Leveraging that lets us do a PCB using a single layer, with only a few wire bridges, as shown by this image:
Download PCB, editable in Proteus
Optimized way of cleaning a buffer in external memory
Assuming we have a 1024 byte buffer (for example as a framebuffer for an external LCD), in external memory, at address 0, in an 8052 microcontroller running at 24 MHz, 2 MIPS.
The easier way to clean that buffer would be to use four loops, each one cleaning 256 bytes of the external memory.
mov dptr, #0 ;Starting address of the buffer
mov a, #0xAA ;Value to set the buffer with
mov r0, #0
lp1:movx @dptr, a
inc dptr
djnz r0, lp1
mov r0, #0
lp2:movx @dptr, a
inc dptr
djnz r0, lp2
mov r0, #0
lp3:movx @dptr, a
inc dptr
djnz r0, lp3
mov r0, #0
lp4:movx @dptr, a
inc dptr
djnz r0, lp4
This solution takes 3076.5 microseconds (measured with Keil uVision simulator).

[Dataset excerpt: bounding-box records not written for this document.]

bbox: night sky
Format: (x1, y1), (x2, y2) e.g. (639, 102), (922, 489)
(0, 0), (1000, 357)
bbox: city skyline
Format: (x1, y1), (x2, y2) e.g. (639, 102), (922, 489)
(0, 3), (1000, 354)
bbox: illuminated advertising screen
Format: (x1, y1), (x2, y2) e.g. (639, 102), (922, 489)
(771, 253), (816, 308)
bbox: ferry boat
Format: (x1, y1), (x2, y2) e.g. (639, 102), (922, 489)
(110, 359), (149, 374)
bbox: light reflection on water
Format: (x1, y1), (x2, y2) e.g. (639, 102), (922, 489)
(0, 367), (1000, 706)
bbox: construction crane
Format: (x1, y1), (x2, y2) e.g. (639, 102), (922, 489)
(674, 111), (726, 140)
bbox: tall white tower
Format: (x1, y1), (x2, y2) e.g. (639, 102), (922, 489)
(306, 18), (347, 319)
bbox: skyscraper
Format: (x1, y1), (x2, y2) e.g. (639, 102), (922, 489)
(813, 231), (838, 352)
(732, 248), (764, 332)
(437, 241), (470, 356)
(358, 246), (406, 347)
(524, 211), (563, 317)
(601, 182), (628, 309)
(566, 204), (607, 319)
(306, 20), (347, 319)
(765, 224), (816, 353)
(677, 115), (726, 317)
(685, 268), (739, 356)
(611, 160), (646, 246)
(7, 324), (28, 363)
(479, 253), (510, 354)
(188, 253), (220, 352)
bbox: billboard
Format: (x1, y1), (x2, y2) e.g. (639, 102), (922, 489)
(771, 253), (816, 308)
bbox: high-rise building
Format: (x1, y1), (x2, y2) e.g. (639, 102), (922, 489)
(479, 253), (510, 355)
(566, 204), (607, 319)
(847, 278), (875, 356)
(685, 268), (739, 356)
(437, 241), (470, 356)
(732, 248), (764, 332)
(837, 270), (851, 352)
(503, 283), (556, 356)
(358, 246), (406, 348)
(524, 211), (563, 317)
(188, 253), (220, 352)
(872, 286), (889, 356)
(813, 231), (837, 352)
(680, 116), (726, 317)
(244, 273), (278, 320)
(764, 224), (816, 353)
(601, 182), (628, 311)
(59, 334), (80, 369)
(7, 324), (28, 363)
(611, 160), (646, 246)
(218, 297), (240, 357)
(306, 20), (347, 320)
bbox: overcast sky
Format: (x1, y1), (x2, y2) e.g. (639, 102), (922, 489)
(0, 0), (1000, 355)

For some critical applications, this may be a bit too much, so optimizations can be made.
The first optimization would be to remove the four loops and replace it with just one:
mov dptr, #0
mov a, #0xAA
mov r0, #0
lp1:movx @dptr, a
inc dptr
movx @dptr, a
inc dptr
movx @dptr, a
inc dptr
movx @dptr, a
inc dptr
djnz r0, lp1
Besides reducing the code size, it also reduces the execution time, to 2307 microseconds, a 30% improvement.

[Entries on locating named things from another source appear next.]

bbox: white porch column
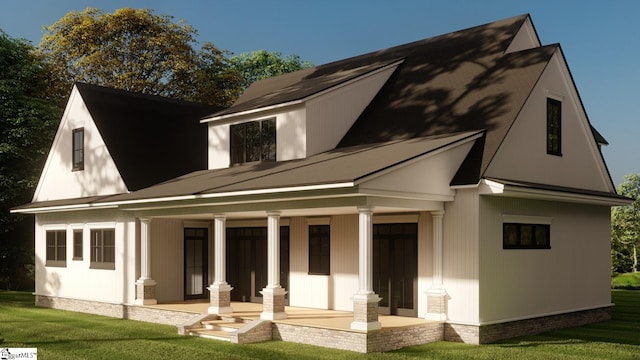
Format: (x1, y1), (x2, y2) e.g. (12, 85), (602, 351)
(425, 210), (447, 320)
(134, 218), (158, 305)
(208, 215), (233, 314)
(351, 206), (382, 331)
(260, 211), (287, 320)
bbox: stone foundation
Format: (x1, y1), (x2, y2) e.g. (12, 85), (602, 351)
(136, 280), (158, 305)
(35, 295), (611, 353)
(351, 294), (382, 331)
(273, 322), (443, 353)
(444, 307), (611, 344)
(35, 295), (193, 326)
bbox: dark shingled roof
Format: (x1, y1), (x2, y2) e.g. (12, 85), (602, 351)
(76, 83), (220, 191)
(11, 132), (478, 210)
(209, 15), (559, 183)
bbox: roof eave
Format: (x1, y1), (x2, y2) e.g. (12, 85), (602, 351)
(477, 179), (633, 206)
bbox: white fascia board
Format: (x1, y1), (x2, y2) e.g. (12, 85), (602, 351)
(200, 59), (404, 123)
(104, 182), (354, 206)
(356, 131), (483, 184)
(10, 204), (117, 214)
(479, 179), (632, 206)
(11, 182), (355, 214)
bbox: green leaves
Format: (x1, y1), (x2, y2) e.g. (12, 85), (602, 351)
(229, 50), (313, 89)
(611, 174), (640, 274)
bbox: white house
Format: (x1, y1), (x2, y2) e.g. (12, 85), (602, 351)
(13, 15), (628, 352)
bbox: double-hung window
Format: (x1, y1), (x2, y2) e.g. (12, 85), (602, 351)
(73, 229), (83, 260)
(230, 119), (276, 164)
(46, 230), (67, 267)
(71, 128), (84, 171)
(90, 229), (116, 270)
(547, 98), (562, 156)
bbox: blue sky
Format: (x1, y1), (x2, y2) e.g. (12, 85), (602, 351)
(0, 0), (640, 185)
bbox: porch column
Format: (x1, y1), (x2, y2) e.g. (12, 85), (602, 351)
(351, 206), (382, 331)
(260, 211), (287, 320)
(208, 215), (233, 314)
(425, 210), (447, 321)
(134, 218), (158, 305)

In order to reduce it further, the movx @r0, a
instruction, can be used, which does the same as DPTR
but it only requires a 8 bit register, and uses P2 as the higher byte of the address.
mov a, #0xAA
mov r0, #0
lp1:
mov p2, #0
movx @r0, a
inc p2
movx @r0, a
inc p2
movx @r0, a
inc p2
movx @r0, a
djnz r0, lp1
Now it only takes 1922 microseconds.
By unrolling the loop (reducing the frequency between djnz
s by adding more instructions to modify the data) a time of 1858 microseconds (x2 unrolling) or 1826 microseconds (x4 unrolling) can be achieved.

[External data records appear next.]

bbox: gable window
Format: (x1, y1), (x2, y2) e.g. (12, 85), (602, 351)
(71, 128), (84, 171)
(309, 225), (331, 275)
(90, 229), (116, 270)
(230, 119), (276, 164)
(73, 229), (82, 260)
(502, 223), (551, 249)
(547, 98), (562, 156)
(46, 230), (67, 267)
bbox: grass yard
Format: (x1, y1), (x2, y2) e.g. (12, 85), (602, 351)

For example, this method uses only 1603 microseconds, Almost half the time of the first one!
mov a, #0xAA
mov r0, #0
mov p2, #0
lp1:
movx @r0, a ;P2 = 0
inc p2
movx @r0, a ;P2 = 1
inc p2
movx @r0, a ;P2 = 2
inc p2
movx @r0, a ;P2 = 3
dec r0
movx @r0, a ;P2 = 3
dec p2
movx @r0, a ;P2 = 2
dec p2
movx @r0, a ;P2 = 1
dec p2
movx @r0, a ;P2 = 0
djnz r0, lp1
In order to compare it and calculate an absolute efficiency, a simple analysis is the following: the movx
instruction takes 1 microsecond, and each inc
takes half a microsecond, so in order to be 100% efficient it would take 1536 microseconds
to clean the buffer. Considering that this last method takes 1603 microseconds, we can say it’s 93% efficient, which is quite high for using just some simple unroll optimizations.
The idea of optimization is to find a balance between extra memory usage (code and data) and algorithm complexity and speed.